Kundera. L’immortalité
Ce souvenir fit naître en elle une pensée vague, fugace, et pourtant si importante (la plus importante de toutes, peut-être) qu’Agnès tenta de la saisir avec des mots :
Ce qui est insoutenable dans la vie, ce n’est pas d’être, mais d’être son moi. Grâce à son ordinateur, le Créateur a fait entrer dans le monde des milliards de moi, et leurs vies. Mais à côté de toutes ces vies on peut imaginer un être lus élémentaire, qui existait avant que le Créateur ne se mît à créer, un être sur lequel il n’a exercé ni n’exerce aucune influence. Etendue dans l’herbe, traversée par le chant monotone du ruisseau qui entrainait son moi, la saleté de son moi, Agnès participait de cet être élémentaire qui se manifeste dans la voix du temps qui court et dans le bleu du ciel ; elle savait, désormais, qu’il n’y a rien de plus beau.

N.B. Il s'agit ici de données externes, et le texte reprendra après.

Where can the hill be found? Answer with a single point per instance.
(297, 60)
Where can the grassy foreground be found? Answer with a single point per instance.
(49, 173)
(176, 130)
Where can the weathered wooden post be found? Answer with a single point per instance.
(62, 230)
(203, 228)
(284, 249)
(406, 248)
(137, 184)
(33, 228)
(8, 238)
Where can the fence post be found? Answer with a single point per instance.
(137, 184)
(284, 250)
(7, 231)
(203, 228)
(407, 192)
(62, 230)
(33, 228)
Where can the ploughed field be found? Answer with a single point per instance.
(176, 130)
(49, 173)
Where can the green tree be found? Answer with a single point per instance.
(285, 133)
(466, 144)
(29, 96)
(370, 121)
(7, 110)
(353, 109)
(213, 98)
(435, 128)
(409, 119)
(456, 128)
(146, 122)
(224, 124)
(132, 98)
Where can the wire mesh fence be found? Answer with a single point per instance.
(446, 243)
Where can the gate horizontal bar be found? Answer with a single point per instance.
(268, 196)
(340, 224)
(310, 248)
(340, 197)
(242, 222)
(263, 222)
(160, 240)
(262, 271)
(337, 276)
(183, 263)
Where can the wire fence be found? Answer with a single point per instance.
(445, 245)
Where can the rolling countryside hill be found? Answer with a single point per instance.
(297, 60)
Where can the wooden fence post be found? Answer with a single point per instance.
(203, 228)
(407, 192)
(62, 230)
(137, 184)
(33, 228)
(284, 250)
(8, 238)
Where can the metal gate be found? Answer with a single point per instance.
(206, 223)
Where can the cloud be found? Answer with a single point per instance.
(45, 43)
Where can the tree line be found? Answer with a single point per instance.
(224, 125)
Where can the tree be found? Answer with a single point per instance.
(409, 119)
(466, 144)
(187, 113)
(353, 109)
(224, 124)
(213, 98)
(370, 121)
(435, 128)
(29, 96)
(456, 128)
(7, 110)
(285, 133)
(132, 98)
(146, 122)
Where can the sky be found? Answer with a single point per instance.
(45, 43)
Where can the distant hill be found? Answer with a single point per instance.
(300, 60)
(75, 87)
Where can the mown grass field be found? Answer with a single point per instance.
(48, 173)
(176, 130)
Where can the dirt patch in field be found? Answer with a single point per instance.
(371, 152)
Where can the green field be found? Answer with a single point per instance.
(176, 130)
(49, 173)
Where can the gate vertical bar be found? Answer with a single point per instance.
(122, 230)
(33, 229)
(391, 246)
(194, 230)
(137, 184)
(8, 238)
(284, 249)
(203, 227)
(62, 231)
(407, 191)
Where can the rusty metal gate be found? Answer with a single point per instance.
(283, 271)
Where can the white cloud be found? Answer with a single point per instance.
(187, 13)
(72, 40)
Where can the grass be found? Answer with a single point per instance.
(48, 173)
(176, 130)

La départementale où elle roule maintenant est calme ; lointaines ; infiniment lointaines, les étoiles scintillent. Agnès se dit :
Vivre, il n’y a là aucun bonheur. Vivre : porter de par le monde son moi douloureux.
Mais être, être est bonheur. Etre : se transformer en fontaine, vasque de pierre dans laquelle l’univers descend comme une pluie tiède.